El debate llega a Bolivia: ¿debería mantenerse la renta vitalicia para expresidentes investigados por corrupción?

La decisión del Congreso peruano de negarle la pensión vitalicia a Dina Boluarte no solo sacudió Lima: encendió una pregunta que hace rato arde en Bolivia. ¿Por qué aquí los expresidentes reciben renta de por vida sin importar si enfrentan auditorías, denuncias o dudas sobre su gestión? Lo que Perú acaba de hacer —poner límites y exigir integridad— abre un espejo incómodo para un país donde el beneficio sigue siendo automático incluso cuando la transparencia no lo es.

El Congreso de Perú marcó un precedente regional al rechazar la pensión vitalicia solicitada por la expresidenta Dina Boluarte, declarando improcedente su pedido al no cumplir con los requisitos establecidos en la ley peruana. El informe legislativo sostuvo que Boluarte no fue elegida por voto popular, no concluyó un mandato constitucional y fue destituida por incapacidad moral, razones suficientes para impedirle acceder a recursos estatales de por vida. La decisión generó debate inmediato en la región sobre la pertinencia de otorgar beneficios vitalicios a exmandatarios cuestionados.

El caso peruano resuena especialmente en Bolivia, donde la Ley 3791 de 2007 otorga renta vitalicia a expresidentes y exvicepresidentes sin exigir criterios de integridad, ausencia de investigaciones o evaluación de desempeño. En la práctica, el beneficio es automático y no toma en cuenta si la autoridad dejó el cargo envuelta en denuncias, crisis de gestión o señalamientos administrativos.

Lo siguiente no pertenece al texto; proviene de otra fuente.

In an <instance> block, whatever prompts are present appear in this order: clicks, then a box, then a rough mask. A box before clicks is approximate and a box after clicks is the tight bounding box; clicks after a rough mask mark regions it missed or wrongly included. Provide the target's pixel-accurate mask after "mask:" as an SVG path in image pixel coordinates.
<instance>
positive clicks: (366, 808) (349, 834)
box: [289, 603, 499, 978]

Esto contrasta con los estándares aplicados en Perú, donde la legitimidad electoral y el cumplimiento del mandato son determinantes. Juristas como Juan Alberto Martínez plantean que Bolivia debería actualizar su normativa e incluir filtros claros vinculados a la transparencia. Según su perspectiva, la renta vitalicia no debe concederse cuando existan indicios comprobados de corrupción sustentados en informes de la Contraloría, auditorías oficiales o resoluciones judiciales. Mantener beneficios estatales sin una mínima evaluación de integridad —afirma— debilita la confianza pública y normaliza la impunidad.

El debate se abre en un contexto de creciente desconfianza ciudadana hacia la clase política boliviana y de constantes denuncias sobre el manejo de recursos públicos. A la luz del precedente peruano, cada vez más voces sostienen que Bolivia debe replantear los beneficios vitalicios para sus exautoridades, condicionándolos al ejercicio responsable del poder y a la ausencia de irregularidades comprobadas. La discusión ya no es solo legal: se trata de credibilidad institucional y del uso adecuado del dinero de todos.